What’s your story?

What’s your story? I think every application I read has a story to tell. Sometimes they come from the student in the form of a personal essay, sometimes from the counselor‘s notes, or from a teacher’s letter of recommendation. Finding the stories is part of what makes application reading interesting to me.  Clearly, reading through a student’s transcript, GPA, test scores, and extra-curricular activities is important, but as a bibliophile and a once-English-major, my favorite part of the application is always the personal essay. To me, the best essays come from the heart. They tell stories of triumph over adversity, or abject failure which propagates growth, or even a seemingly mundane task such as setting the dinner table or tuning an instrument. For students who write on a topic they feel passionate about, that enthusiasm translates, regardless of the topic. The well crafted essay hooks me with the excitement of its writer, much more than the content of its words.

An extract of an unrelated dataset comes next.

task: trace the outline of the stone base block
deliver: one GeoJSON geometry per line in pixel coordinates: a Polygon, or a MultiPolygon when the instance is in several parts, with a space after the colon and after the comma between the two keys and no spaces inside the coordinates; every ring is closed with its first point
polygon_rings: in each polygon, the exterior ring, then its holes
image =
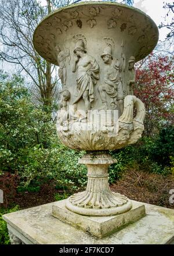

Unfortunately, not all of the personal essays I read are about topics of interest – to me, or to the students writing them. Nothing ruins a good personal essay than a student who has chosen to write on a topic they care very little about, but think I want to read. Thankfully, those essays are few and far between, but nonetheless, an aspect of application-reading I could do without.

What about the application process could you have done without? What was your favorite part about writing your personal essay? Did you learn something about yourself? Did you struggle? Or did the story flow naturally from your fingers onto the screen? I would love to hear the stories you have to tell about writing the stories I enjoy reading!


One response to “What’s your story?

  1. Julian Hayward

    I really enjoyed writing the optional “Why Whitman?” essay. Several people had asked me that question in conversation, (i.e “Gee whiz, why go all the way to Washington when there’s so many good schools right here in California?”) so that essay helped cement my decision in my own mind by requiring me to come up with a definite answer. It also got me very, very, very excited to come to Whitman.